Union Bank 4Q profits up but loan growth sluggish

1 March 2022 03:52 am

Union Bank of Colombo PLC reported strong financial performance for the three months to December 31, 2021, with improvements in asset quality and margins but the company’s extremely anaemic growth in loans and advances raised serious questions about its overly conservative business strategy. 


The bank reported earnings of 16 cents a share or Rs.170.9 million for the October-December quarter, compared to 5 cents a share or Rs.48.8 million in the same period in 2020, up 250 percent.


The robust earnings came on the back of 44 percent growth in net interest income during the quarter to Rs.1.49 billion, as the bank benefitted from the faster decline in the interest costs compared to the decline in interest income. 


In line with the industry, the bank expanded its net interest margin to 3.53 percent, from 3.16 percent, as the bank saw its low-cost deposits rising to 30 percent of total deposits, while it took advantage of the timing difference between repricing assets and liabilities.


The bank also generated a fee income worth of Rs.270.7 million, up by just 4 percent.
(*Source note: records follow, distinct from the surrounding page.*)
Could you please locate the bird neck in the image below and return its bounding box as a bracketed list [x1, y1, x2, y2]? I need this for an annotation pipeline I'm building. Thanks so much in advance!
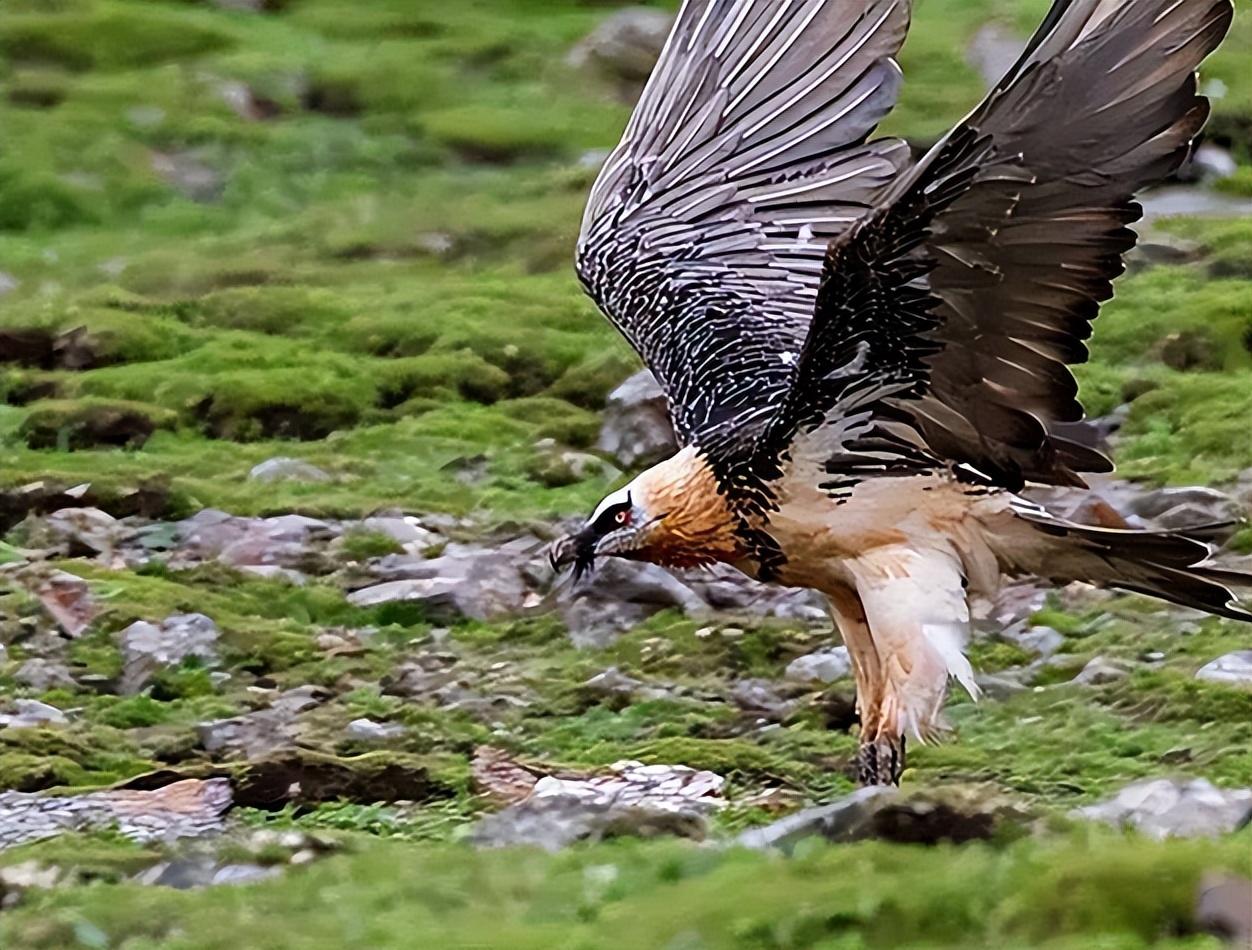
[636, 446, 744, 567]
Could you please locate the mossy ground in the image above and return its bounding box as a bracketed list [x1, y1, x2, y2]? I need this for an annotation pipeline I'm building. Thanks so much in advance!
[0, 0, 1252, 950]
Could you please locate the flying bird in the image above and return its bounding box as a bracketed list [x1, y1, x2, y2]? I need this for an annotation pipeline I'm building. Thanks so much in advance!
[551, 0, 1252, 784]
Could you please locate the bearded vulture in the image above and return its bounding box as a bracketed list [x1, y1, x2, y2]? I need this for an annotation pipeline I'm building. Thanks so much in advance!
[551, 0, 1252, 784]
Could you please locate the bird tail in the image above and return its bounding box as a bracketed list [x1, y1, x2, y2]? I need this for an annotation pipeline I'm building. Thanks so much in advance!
[1014, 507, 1252, 622]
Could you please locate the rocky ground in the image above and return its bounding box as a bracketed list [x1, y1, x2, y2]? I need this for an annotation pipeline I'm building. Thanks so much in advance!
[0, 0, 1252, 950]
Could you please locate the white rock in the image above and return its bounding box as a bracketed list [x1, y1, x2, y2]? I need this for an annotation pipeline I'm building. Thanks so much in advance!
[785, 647, 853, 683]
[1070, 656, 1131, 686]
[248, 457, 331, 482]
[348, 718, 404, 742]
[0, 700, 69, 728]
[120, 613, 218, 695]
[1196, 650, 1252, 686]
[1074, 779, 1252, 840]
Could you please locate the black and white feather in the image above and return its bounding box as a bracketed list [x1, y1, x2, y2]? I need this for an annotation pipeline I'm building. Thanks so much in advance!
[577, 0, 1232, 505]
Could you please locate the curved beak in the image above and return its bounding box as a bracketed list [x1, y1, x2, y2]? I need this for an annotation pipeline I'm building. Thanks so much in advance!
[548, 528, 597, 583]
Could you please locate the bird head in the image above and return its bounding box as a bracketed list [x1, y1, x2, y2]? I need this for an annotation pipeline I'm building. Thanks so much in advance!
[548, 448, 741, 581]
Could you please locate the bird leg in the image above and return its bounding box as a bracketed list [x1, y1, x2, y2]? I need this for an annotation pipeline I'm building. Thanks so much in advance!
[856, 732, 904, 785]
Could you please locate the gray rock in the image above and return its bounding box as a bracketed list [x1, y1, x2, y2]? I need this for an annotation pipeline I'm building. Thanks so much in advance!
[1074, 779, 1252, 840]
[14, 657, 78, 692]
[348, 544, 528, 622]
[965, 23, 1025, 88]
[1126, 230, 1203, 269]
[471, 795, 707, 851]
[473, 762, 725, 851]
[739, 786, 1032, 851]
[527, 438, 621, 488]
[1005, 627, 1065, 660]
[1196, 650, 1252, 686]
[0, 779, 232, 849]
[195, 686, 331, 761]
[785, 646, 853, 683]
[1188, 141, 1239, 181]
[568, 6, 674, 90]
[248, 456, 331, 482]
[209, 864, 283, 887]
[557, 557, 709, 648]
[1128, 486, 1243, 521]
[119, 613, 219, 696]
[0, 700, 69, 728]
[1136, 185, 1252, 227]
[1070, 656, 1131, 686]
[151, 149, 227, 204]
[582, 666, 674, 705]
[730, 678, 793, 722]
[347, 718, 404, 742]
[596, 369, 677, 468]
[44, 508, 125, 557]
[1196, 871, 1252, 947]
[679, 564, 830, 627]
[974, 671, 1029, 700]
[736, 786, 899, 852]
[561, 600, 656, 650]
[361, 516, 439, 548]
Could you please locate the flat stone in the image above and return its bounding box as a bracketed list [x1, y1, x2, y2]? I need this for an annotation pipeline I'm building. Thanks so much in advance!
[1074, 779, 1252, 840]
[347, 718, 406, 742]
[14, 657, 78, 692]
[596, 369, 677, 468]
[1196, 871, 1252, 947]
[1070, 656, 1131, 686]
[784, 646, 853, 683]
[1129, 486, 1243, 527]
[0, 700, 69, 728]
[736, 786, 899, 852]
[1012, 627, 1065, 658]
[120, 613, 219, 695]
[1196, 650, 1252, 686]
[248, 456, 331, 482]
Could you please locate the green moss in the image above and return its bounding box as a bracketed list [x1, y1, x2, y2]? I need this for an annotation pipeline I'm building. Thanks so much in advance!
[339, 528, 403, 561]
[0, 831, 1249, 950]
[0, 3, 229, 70]
[18, 399, 174, 451]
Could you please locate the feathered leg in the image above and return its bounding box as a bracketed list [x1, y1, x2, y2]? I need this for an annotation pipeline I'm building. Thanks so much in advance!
[828, 588, 904, 785]
[840, 546, 978, 785]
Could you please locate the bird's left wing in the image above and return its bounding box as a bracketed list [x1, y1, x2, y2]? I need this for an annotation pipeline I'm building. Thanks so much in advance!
[746, 0, 1232, 500]
[577, 0, 909, 444]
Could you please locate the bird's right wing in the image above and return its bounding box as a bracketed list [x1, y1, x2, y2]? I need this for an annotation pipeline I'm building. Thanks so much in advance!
[577, 0, 909, 444]
[749, 0, 1232, 489]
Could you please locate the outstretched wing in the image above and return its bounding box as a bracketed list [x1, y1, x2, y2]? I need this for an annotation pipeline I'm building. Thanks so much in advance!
[577, 0, 909, 443]
[757, 0, 1232, 489]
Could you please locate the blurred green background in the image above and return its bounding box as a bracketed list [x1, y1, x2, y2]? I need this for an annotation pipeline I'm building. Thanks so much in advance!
[0, 0, 1252, 950]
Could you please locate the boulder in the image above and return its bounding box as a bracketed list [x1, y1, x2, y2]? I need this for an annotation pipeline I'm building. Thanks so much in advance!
[596, 369, 677, 468]
[1196, 650, 1252, 687]
[1073, 779, 1252, 840]
[348, 544, 528, 622]
[347, 718, 404, 742]
[1128, 486, 1243, 528]
[195, 686, 331, 762]
[785, 646, 853, 685]
[1070, 656, 1131, 686]
[0, 700, 69, 728]
[120, 613, 219, 696]
[737, 786, 1030, 852]
[473, 762, 725, 851]
[248, 456, 331, 482]
[13, 657, 78, 692]
[568, 6, 674, 91]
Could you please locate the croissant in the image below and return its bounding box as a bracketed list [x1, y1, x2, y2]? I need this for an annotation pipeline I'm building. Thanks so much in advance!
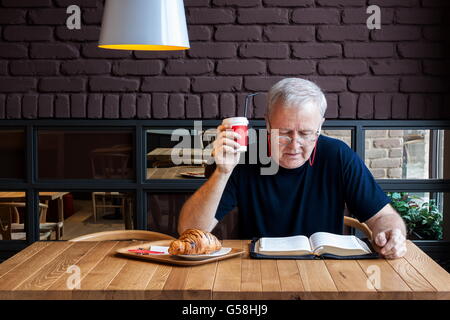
[169, 229, 222, 255]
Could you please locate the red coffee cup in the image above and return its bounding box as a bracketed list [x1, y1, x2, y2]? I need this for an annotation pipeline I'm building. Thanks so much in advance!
[222, 117, 248, 152]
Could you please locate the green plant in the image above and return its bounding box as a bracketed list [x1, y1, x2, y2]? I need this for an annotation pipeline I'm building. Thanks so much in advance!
[387, 192, 442, 240]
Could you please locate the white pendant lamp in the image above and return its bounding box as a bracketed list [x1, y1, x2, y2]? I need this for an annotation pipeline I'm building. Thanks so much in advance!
[98, 0, 190, 50]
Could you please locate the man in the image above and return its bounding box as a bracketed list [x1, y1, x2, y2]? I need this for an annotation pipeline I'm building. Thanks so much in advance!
[178, 78, 406, 259]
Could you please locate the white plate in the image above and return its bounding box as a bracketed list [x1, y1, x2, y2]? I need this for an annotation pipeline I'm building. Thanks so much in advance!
[177, 248, 231, 260]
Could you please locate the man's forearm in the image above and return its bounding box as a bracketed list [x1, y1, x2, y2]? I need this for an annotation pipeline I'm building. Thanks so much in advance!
[178, 170, 230, 234]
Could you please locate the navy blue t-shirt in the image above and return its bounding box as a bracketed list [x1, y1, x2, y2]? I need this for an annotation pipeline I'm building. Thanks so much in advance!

What raised the eyebrows of the banking sector analysts was the too little growth recorded by the bank in its loan book. 
The bank’s loans grew by Rs.570 million in the entire year and in the December quarter, the company recorded a massive degrowth of Rs.2.16 billion in its loans 
and advances. 


Sri Lanka had the lowest interest rates in history during 2020 and 2021 and the banking sector in 2021 unleashed a record Rs.811 billion in private sector credit alone.

Union Bank has been too conservative when it comes to growth, despite sitting on the largest capital buffer by a bank relative to its risk assets. 


For instance, by the end of December 2021, the bank’s Tier I and Tier II capital ratios stood at 15.51 percent and 16.47 percent, respectively, when the regulatory minimums were at 8 percent and 12 percent, respectively. 
The company’s return on equity was at 4.25 percent by the end of 2021, compared to 3.24 percent a year ago. 
Meanwhile, for the financial year ended on December 31, 2021, the bank reported earnings of 77 cents a share or Rs.836.8 million, up 32 percent, from 58 cents a share or Rs.632.7 million in 2020. The bank set aside Rs.1.14 billion for the year as provisions for possible bad loans and other financial asset losses, up 20 percent. 


However, the bank reported a lower gross non-performing loans ratio of 5.65 percent, compared to 6.05 percent at the beginning of the year.


Culture Financial Holdings Limited, part of the United States-based private equity firm TPG, has a 70.84 percent stake in Union Bank.